Gerichtshof: 15. Juli 1970, Buchler/Kommission, 44/69, Slg. 1970, 733, Randnr. 9; 10. Juli 1986, Belgien/Kommission, 234/84, Slg. 1986, 2263, Randnr. 27; 12. Februar 1992, Niederlande u. a./Kommission, C‑48/90 und C‑66/90, Slg. 1992, I‑565, Randnr. 44; 18. November 1999, Tzoanos/Kommission, C‑191/98 P, Slg. 1999, I‑8223, Randnr. 34; 3. Oktober 2000, Industrie des poudres sphériques/Rat, C‑458/98 P, Slg. 2000, I‑8147, Randnr. 99

Gericht erster Instanz: 1. April 1992, Kupka-Floridi/WSA, T‑26/91, Slg. 1992, II‑1615, Randnr. 38; 10. Oktober 2006, Van der Spree/Kommission, T‑182/04, Slg. ÖD 2006, I‑A‑2‑205 und II‑A‑2‑1049, Randnr. 56

2.      Gemäß Art. 84 Abs. 4 der Beschäftigungsbedingungen für die sonstigen Bediensteten kann ein Vertragsbediensteter auf der Grundlage eines Berichts, der zu jedem Zeitpunkt der Probezeit erstellt werden kann, entlassen werden, wenn seine „Leistungen eindeutig unzulänglich“ sind. Angesichts der Verwendung des Wortes „eindeutig“ muss die Feststellung einer solchen eindeutigen Unzulänglichkeit der Leistungen in gewissem Maße offenkundig sein.

Erlässt ein Organ eine Entlassungsentscheidung gemäß Art. 84 Abs. 4 der genannten Beschäftigungsbedingungen, muss sie sich daher auf tatsächliche Umstände stützen, die hinreichend qualifiziert und objektiv geeignet sind, eindeutig unzulängliche Leistungen zu begründen. Aufgabe des Gemeinschaftsrichters ist es, sich im Rahmen seiner Prüfung auf offensichtliche Beurteilungsfehler unter Berücksichtigung des Wertungsspielraums, über den die Verwaltung bei der Beurteilung der Befähigung des Bediensteten in der Probezeit verfügt, zu vergewissern, dass solche Umstände vorliegen.

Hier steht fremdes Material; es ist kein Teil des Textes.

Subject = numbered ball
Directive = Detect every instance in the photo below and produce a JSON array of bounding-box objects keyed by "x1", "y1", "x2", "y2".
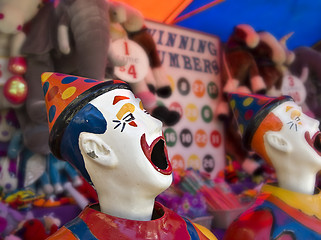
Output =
[{"x1": 3, "y1": 76, "x2": 28, "y2": 104}]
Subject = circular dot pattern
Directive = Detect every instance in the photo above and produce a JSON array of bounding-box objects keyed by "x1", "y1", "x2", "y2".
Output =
[
  {"x1": 244, "y1": 109, "x2": 254, "y2": 120},
  {"x1": 243, "y1": 97, "x2": 253, "y2": 106},
  {"x1": 41, "y1": 72, "x2": 53, "y2": 83},
  {"x1": 43, "y1": 82, "x2": 49, "y2": 96},
  {"x1": 47, "y1": 86, "x2": 59, "y2": 102},
  {"x1": 187, "y1": 154, "x2": 200, "y2": 170},
  {"x1": 62, "y1": 76, "x2": 78, "y2": 84},
  {"x1": 62, "y1": 87, "x2": 76, "y2": 100},
  {"x1": 193, "y1": 79, "x2": 205, "y2": 98},
  {"x1": 48, "y1": 105, "x2": 56, "y2": 123},
  {"x1": 84, "y1": 79, "x2": 98, "y2": 83},
  {"x1": 229, "y1": 99, "x2": 235, "y2": 110}
]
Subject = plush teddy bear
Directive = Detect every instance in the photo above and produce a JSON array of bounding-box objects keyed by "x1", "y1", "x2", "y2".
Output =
[
  {"x1": 107, "y1": 1, "x2": 180, "y2": 126},
  {"x1": 216, "y1": 24, "x2": 266, "y2": 169},
  {"x1": 216, "y1": 24, "x2": 265, "y2": 120},
  {"x1": 227, "y1": 30, "x2": 286, "y2": 176},
  {"x1": 250, "y1": 31, "x2": 287, "y2": 97}
]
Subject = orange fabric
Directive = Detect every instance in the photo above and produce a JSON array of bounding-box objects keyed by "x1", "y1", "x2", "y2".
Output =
[{"x1": 114, "y1": 0, "x2": 193, "y2": 23}]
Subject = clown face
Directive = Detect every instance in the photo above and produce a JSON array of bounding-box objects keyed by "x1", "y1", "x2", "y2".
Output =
[
  {"x1": 88, "y1": 88, "x2": 172, "y2": 193},
  {"x1": 270, "y1": 101, "x2": 321, "y2": 170}
]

Der schlichte Hinweis auf Strafverfolgungsmaßnahmen, die nicht abgeschlossen sind, also noch nicht zu Tatsachenfeststellungen im Rahmen einer rechtskräftig gewordenen gerichtlichen Entscheidung geführt haben, und nicht auf Tatsachen, die das Organ festgestellt oder der Betroffene eingeräumt hat, beruht nicht auf erwiesenen tatsächlichen Umständen, die geeignet sind, die Feststellung eindeutig unzulänglicher Leistungen zu rechtfertigen.

Hat ein Bediensteter, der mit Aufgaben betraut ist, die ein besonderes Vertrauensverhältnis zu dem Organ erfordern, für das er arbeitet, eine Untersuchung mit dem Ziel durchgeführt, Missstände innerhalb der Dienststellen des Organs nachzuweisen, ohne die Mitglieder des Organs darüber zu informieren und nach einer Vorgehensweise, die zu Missverständnissen Anlass gibt und geeignet ist, dem Ansehen des Organs zu schaden, darf das Organ das Verschweigen dieser Untersuchung und die Rechtfertigung dieses Verschweigens mit fehlendem Vertrauen gegenüber seinen Vorgesetzten in Anbetracht der Aufgaben und Verantwortlichkeiten des Bediensteten zu Recht als Zeichen für eindeutig unzulängliche Leistungen in Bezug auf die Wahrnehmung seiner Aufgaben ansehen. Diese Feststellung kann das Organ unabhängig von den Gründen für das Verhalten des Bediensteten daher dazu veranlassen, diesen zu entlassen, ohne dass diese Entscheidung mit einem offenkundigen Beurteilungsfehler behaftet ist.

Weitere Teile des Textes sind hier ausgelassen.